Rapid Amplification of cDNA Ends (RACE)
PCR master mix was prepared for both 5′-RACE and 3′-RACE PCR reactions to generate the 5′ and 3′ cDNA fragments. For each 50 μL PCR reaction, the following reagents were mixed; 34.5 μL PCR grade water, 5 μL 10× Advantage 2 PCR buffer (400 mM Tricine-KOH (pH 8.7), 150 mM KOAc, 35 mM Mg(OAc)2, 37.5 μg/mL BSA, 0.05% Tween 20, 0.05% Nonidet-P40), 1 μL dNTP Mix (10 mM) and 1 μL 50× Advantage 2 Polymerase Mix. Mix well both tubes by vortexing (without introducing bubbles), and then the tubes
were spun briefly in a microcentrifuge. PCR cocktails for both 5′-RACE and 3′-RACE were prepared by adding 2.5 μL 5′-RACE-Ready cDNA and 3′-RACE-Ready cDNA as the template together with 1 μL Gene Specific Primer 1 (GSP 1) and Gene Specific Primer 2 (GSP 2) into the PCR master mix, respectively. 5 μL of 10× Universal Primer A Mix was added to both reactions which made up a final volume of 50 μL. Details about the primers were listed in Table 4. Thermal cycling is commencing using a touchdown PCR technique (Roux, 1995; Don et al., 1991) which significantly improves the specificity of SMART RACE amplification. PCR was conducted in 3-step cycles where firstly, 5 cycles of denaturation (94° C., 30 sec) followed by extension (72° C., 3 min) was commenced. Later, another 5 cycles of denaturation (94° C., 30 sec), annealing (70° C., 30 sec) and extension (72° C., 3 min) was performed. Finally, the PCR reaction is completed with another 30 cycles of reaction consisted of denaturation (94° C., 30 sec), annealing (68° C., 30 sec) and extension (72° C., 3 min). The PCR tubes were preserved at 4° C. Applying the RACE strategy had fruitfully amplified two intact and sharp 5′-RACE and 3′-RACE bands with the size of ˜750 by and ˜1500 bp, respectively (FIG. 13). Both of the PCR products were purified, cloned into pJET1.2 blunt vector (Fermentas, USA) and sequenced to obtain the sequences of the extreme ends of the transcript.

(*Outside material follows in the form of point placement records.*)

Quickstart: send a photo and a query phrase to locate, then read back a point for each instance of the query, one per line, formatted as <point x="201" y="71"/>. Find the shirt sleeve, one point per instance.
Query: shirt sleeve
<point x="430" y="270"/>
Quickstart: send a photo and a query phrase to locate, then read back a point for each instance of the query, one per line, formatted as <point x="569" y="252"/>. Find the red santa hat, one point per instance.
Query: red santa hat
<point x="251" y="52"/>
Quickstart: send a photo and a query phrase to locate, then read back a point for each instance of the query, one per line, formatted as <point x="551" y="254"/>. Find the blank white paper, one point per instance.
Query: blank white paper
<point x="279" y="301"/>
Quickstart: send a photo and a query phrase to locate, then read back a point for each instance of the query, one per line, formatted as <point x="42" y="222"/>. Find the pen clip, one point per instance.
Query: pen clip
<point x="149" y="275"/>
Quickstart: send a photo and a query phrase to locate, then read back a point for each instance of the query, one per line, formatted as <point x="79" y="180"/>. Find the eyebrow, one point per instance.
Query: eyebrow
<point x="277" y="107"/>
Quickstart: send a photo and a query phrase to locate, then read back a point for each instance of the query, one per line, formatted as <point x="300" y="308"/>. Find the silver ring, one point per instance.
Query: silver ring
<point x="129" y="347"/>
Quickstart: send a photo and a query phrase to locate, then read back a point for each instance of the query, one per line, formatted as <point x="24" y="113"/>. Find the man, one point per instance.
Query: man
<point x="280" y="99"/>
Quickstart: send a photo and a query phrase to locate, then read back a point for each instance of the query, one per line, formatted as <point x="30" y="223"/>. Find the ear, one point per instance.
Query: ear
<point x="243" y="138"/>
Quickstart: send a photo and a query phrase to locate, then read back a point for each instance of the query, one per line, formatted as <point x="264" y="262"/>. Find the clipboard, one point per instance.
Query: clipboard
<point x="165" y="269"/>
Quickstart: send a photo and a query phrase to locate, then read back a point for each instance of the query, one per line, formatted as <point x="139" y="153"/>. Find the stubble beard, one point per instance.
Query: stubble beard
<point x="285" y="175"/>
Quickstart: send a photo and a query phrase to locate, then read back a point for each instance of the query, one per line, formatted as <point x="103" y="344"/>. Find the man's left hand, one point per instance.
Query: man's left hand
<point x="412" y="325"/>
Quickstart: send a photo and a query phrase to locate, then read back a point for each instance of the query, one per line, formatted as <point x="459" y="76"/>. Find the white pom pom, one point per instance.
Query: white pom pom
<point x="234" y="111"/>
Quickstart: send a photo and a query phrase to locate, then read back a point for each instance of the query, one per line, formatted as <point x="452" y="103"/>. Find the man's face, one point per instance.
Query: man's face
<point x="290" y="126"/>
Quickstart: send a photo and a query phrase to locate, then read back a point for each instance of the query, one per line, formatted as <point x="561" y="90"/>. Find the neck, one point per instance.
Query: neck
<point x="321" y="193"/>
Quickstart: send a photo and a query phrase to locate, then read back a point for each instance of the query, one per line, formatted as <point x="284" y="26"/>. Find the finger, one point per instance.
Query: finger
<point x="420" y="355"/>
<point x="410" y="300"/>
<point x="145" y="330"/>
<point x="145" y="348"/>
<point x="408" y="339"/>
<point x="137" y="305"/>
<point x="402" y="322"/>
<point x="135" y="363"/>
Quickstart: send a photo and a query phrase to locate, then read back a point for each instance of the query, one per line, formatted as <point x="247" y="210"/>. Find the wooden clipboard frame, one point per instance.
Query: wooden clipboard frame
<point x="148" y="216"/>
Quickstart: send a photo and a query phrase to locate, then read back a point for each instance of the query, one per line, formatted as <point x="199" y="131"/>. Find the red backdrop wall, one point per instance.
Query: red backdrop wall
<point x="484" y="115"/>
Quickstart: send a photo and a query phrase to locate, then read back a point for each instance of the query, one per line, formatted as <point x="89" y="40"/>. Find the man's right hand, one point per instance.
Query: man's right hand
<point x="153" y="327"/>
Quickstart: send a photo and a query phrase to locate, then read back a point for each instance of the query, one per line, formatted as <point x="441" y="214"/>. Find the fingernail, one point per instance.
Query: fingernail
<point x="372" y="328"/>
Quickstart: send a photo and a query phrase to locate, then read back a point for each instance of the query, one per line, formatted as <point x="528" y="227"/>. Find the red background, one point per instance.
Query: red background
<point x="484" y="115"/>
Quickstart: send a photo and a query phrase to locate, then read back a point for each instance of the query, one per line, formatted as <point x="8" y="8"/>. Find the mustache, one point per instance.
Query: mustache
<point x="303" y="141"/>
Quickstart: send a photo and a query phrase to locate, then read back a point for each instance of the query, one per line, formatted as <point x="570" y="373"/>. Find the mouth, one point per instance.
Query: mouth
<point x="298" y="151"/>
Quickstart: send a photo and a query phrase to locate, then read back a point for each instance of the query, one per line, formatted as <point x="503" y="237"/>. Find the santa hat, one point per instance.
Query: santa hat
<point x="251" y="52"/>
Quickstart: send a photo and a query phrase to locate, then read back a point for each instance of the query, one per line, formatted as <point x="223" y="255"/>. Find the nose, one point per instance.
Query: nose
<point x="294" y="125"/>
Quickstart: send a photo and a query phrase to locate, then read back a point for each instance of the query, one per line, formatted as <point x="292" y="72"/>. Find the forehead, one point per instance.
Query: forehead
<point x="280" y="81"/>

Oligonucleotide primers used in first-strand cDNA
synthesis and RACE reaction
SMART II ™ A Oligonucleotide (12 μM)
5′-RACE CDS Primer A (5′-CDS; 12 μM)
5′-(T) 25 V N-3′
3′-RACE CDS Primer A (3′-CDS; 12 μM)
5′-AAGCAGTGGTATCAACGCAGAGTAC(T) 30 V N-3′
10x Universal Primer A Mix (2 μM)
Gene Specific Primer 1 (GSP1) (10 μM)
(Length = 29 mer, Tm = 68.9° C., GC % = 51.7)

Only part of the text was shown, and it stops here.